This story truly has it all, action, humor, romance, mystery, horror, and myth. I think the first time I read this story all the moving parts went over my head and on re-examination I decided this is one bad-ass yarn.
The heart of this tale to me is greed. It’s the pursuit of gold and land and the destruction that results in that. Though the main subject driving the action is Kenlaw’s greed, the secondary focus of mythology in this story gives us the framework of this location being an ancient place with inhabitants changing over as new groups looking for either land or gold moved in. The moon-eyed people, being moved out by the Cherokee, then the Conquistadors in their search for gold, which paved the way for European settlement. The history and the books that come up in Kenlaw and Brandon’s conversation is one of the best selections in any Wagner story as far as contextual background, and regional history. Additionally most are now in the public domain. Check these out in particular.
Myths of the Cherokee (1902) by James Mooney text
Just looking through the ToC you can see the huge inspiration this was in addition to the story of the slant-eyed giant. I would be very surprised if Wagner didn’t have this on his shelf. (Any of you experts know?)
Curious Creatures in Zoology (1890) by John Ashton text
Just a beautiful early cryptozoology text with outstanding pictures for the entries. I felt like I was looking through my Monster Manual when I found this one. The Pygmies entry is on pg. 26.
Grandfather’s Tales of North Carolina History (1901) by Richard Benbury Creecy text
This book has a special place in my heart. One of my own personal loves is a connection to place and history. Creecy did an amazing service recording his time and the stories of his area. Of interest to this story is his section on Ethnology. It mentions a sinkhole in the area pg. 129. A possible mine found by the Spaniards, used for mining mica. This mine had 14 inch tunnels thus being a piece of proof for little men.

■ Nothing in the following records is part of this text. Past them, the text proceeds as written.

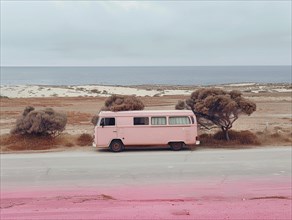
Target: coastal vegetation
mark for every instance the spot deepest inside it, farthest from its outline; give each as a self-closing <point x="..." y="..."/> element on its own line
<point x="120" y="103"/>
<point x="46" y="122"/>
<point x="217" y="107"/>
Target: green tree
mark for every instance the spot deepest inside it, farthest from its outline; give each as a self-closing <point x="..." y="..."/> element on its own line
<point x="217" y="106"/>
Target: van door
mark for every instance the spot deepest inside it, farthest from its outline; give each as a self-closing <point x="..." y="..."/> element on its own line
<point x="107" y="131"/>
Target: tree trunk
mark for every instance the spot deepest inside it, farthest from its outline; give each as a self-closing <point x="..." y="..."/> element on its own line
<point x="225" y="132"/>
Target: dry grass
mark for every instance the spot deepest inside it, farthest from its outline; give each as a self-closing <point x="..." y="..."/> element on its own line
<point x="30" y="142"/>
<point x="240" y="139"/>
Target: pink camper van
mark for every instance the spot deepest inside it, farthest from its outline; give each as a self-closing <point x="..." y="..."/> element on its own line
<point x="116" y="130"/>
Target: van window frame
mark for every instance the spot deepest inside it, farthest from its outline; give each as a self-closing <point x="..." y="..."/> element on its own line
<point x="145" y="117"/>
<point x="166" y="121"/>
<point x="185" y="116"/>
<point x="104" y="125"/>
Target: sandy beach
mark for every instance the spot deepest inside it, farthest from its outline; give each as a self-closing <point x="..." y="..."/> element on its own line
<point x="273" y="116"/>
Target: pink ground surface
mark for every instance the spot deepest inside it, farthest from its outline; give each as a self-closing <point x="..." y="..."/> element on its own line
<point x="237" y="199"/>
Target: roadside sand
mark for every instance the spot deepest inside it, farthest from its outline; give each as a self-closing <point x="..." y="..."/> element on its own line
<point x="208" y="199"/>
<point x="272" y="120"/>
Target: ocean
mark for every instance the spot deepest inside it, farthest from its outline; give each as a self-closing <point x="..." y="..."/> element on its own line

Romance of Natural History: Or, Wild Scenes and Wild Hunters (1852) by Charles Wilkens Webber text
So, I made a mistake. At the last minute before publishing this episode I realized I made a factual error and had to remove a section from the podcast. In that section I note that Brandon (or maybe Wagner?) misquotes a text from the book Romance of Natural History by Weller. No such book exists. I believed the quote was from a book with the same title from the same time period by a Mr. Gosse. F. N. and I speculate whether this was a Wagner mistake or a Brandon mistake. I was double checking my research and actually found the book Brandon/Wagner meant, it is the above book by a Webber. Still a mistake but now it appears to be more of a miss spelling then a miss attribution. On pg. 207-210 there is the account of finding the tiny coffins which confirms for me this is the book that was meant when Brandon says Weller. That passage is worth reading alone for it’s weird elements.
A couple weeks ago at Necronomicon 2017 I got my dirty mits on the Manly Wade Wellman inspired art book by Michael Bukowski and Seventh Church Ministries. It features an awesome rendition of the mentioned Shonokin. Check out Mike and his work here.
If you want to check out how Wagner described Kenlaw’s look check out Charles Laughton in the Island of Lost Souls. trailer
The Descent, a movie F.N. and I mentioned in the episode owes a lot to the tradition of Machen, Howard, and especially Wagner. It’s probably in my top 25 favorite horror flicks and I suggest checking it out. trailer
If you want to see the map I drew of the cave system Brandon and Kenlaw explored I posted it on Instagram. Map Here
We’ll be back in two weeks with part 2 of .220 Swift
-Jordan Douglas Smith
Disclaimer: This episode is the first time I ever tried moonshine so I apologize for any extreme reactions. I grew to enjoy that jar of liquid…as the night went on.